Let's Talk about Initial Periods
$250 per month x 15 year regular savings plan. Illustrated values are given solely to illustrate the points made in this article.

Let's Talk about Initial Periods

An Initial Period (IP) in offshore investing is a period at the beginning of a regular savings contract (USD, GBP or EUR). The fund units bought during the IP are charged throughout the term of the plan and at a higher level than charges levied on fund units bought after the IP is complete. These higher-charged fund units are the major source of income on the plan for the product provider, and in brief pay the commission to the Advisory company.
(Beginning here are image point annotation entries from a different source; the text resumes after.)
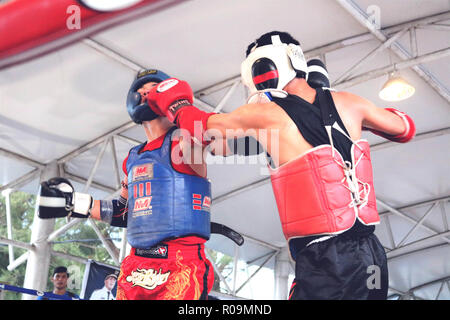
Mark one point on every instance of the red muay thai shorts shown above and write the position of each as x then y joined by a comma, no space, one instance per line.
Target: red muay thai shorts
167,271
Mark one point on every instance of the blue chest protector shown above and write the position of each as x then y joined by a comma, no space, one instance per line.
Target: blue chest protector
164,203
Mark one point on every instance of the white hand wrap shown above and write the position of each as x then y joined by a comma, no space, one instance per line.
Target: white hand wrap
82,203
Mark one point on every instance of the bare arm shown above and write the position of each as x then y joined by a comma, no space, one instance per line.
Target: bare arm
244,121
108,215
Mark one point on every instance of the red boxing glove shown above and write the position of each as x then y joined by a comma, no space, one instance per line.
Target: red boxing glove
169,97
406,136
173,98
The length of the IP is shorter or longer depending (i) on the product provider; (ii) on the term chosen. The maximum IP you will see is two years, significantly less than some Kwacha insurance products available on the Zambian market.

These plans, as I have explained before in another article, are very cost-effective IF the regular payments are continued until maturity (which means the end of the chosen term), but the Advisor MUST make you, the investor, aware of the following:

ONE: If you take out an offshore regular savings plan which has an IP and stop saving during it (job loss, divorce, other crisis) you are in danger, if the plan lapses, of losing the entire amount that you've invested up to that date. Therefore, you MUST be informed by your Advisor about what is the Initial Period in your case and about your responsibility to reach the end of it. Now, the provider does not want your plan to lapse or for you to lose that money. You will be given time and opportunity to at least pay until the end of the IP, but if you do not, then eventually the provider will have no choice but to determine that your plan has lapsed. At that point, the investment made to date is lost.
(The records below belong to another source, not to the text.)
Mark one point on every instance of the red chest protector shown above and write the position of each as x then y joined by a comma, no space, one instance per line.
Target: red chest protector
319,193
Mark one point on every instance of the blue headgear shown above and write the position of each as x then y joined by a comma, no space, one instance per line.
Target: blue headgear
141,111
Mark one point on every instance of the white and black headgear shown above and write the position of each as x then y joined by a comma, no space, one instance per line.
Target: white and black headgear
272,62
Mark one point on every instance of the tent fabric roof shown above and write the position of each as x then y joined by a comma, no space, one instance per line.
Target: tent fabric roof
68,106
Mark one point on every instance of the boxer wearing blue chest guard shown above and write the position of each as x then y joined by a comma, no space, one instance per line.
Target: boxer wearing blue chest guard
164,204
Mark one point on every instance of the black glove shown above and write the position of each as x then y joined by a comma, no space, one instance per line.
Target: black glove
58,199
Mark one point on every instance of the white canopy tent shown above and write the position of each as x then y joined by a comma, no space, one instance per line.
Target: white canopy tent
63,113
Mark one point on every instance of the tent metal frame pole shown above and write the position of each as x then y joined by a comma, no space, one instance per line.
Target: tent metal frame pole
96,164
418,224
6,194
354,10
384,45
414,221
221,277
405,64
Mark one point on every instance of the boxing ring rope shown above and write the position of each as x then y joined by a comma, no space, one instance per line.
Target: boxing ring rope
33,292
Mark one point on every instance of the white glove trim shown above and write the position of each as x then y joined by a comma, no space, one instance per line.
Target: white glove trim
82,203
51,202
Once the IP is complete, then even if you stop saving, the plan remains alive. This does sometimes happen but try your hardest not to do this, because the money within the plan will continue to be charged each year until maturity. If you do stop contributions after the IP, without the intention to re-start, then the status of the plan will be changed from "Live" to "Paid Up".
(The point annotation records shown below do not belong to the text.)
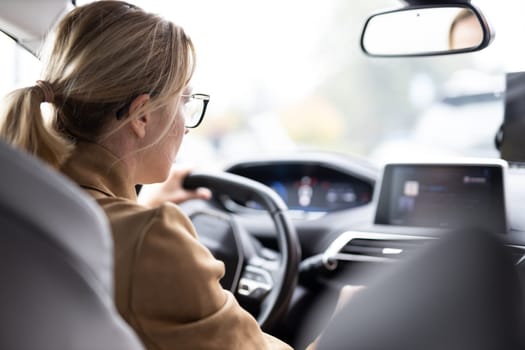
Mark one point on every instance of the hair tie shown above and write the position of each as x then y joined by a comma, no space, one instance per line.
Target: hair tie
47,90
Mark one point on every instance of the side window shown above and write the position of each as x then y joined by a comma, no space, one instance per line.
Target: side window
18,67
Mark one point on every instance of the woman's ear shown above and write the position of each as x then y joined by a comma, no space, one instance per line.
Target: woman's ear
138,124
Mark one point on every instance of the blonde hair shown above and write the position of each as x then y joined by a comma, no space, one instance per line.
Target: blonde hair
103,55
TWO: As noted above, the fund units bought during the IP are charged throughout the term of the plan, and at a higher level than fund units bought after the IP. This will potentially impact you in another way even with the IP out of the way.

  1. In the event that you need to take some money out of your plan, you can do, and without penalty - but usually only from monies that have been invested after the IP has been completed. This is called a "partial withdrawal".
  2. The real potential impact is seen when you want to make a "Full Surrender", that is, close the account fully before the maturity date. At this point, the amount you will get back will NOT be the actual market value of the investment, but the "Redemption Value". If we refer to the graphic at the top of this article, we can see that the investor has taken out a $250 per month savings plan over 15 years. In Year Ten he decides his objectives have changed and he wants to cash in (fully surrender) the whole account. The Account Value is $40,518: the Redemption Value is $38,967 and this is what he will receive. What is the difference? It is the remainder of the IP fund unit charges that were due from the plan up to maturity, which is fifteen years, i.e., in five years' time. The crucial thing to bear in mind is that the difference between Account Value and Redemption Value in percentage terms is, in the very early years of a plan, a punch in the face; towards the end of the plan it's more like a slap on the wrist.

My strong advice to all regular plan investors:

INSIST that your Advisor:

  • takes you through the Account Value and Redemption Value columns on your plan illustration.
  • confirms the IP for your plan and explains the options once the IP is completed (stopping temprarily; re-starting, increasing contributions, decreasing contributions (possible down to the minimum for the plan); making partial withdrawals.

For the rest, these USD savings plans will help you achieve your family and personal financial goals by growing a capital sum for you. But use them wisely! Ensure you do not over-commit. Start low, build up as you grow in confidence and your income grows. As one wise colleague said to me many years ago, "Don't let a savings plan take too many beers out of a client's fridge".

And a note to the Advisor: ensure you have explained these crucial elements. Insist that you yourself are fully signed up to full disclosure and transparency. Not only are you doing your regulatory duty, you will have happy clients. And isn't that the point?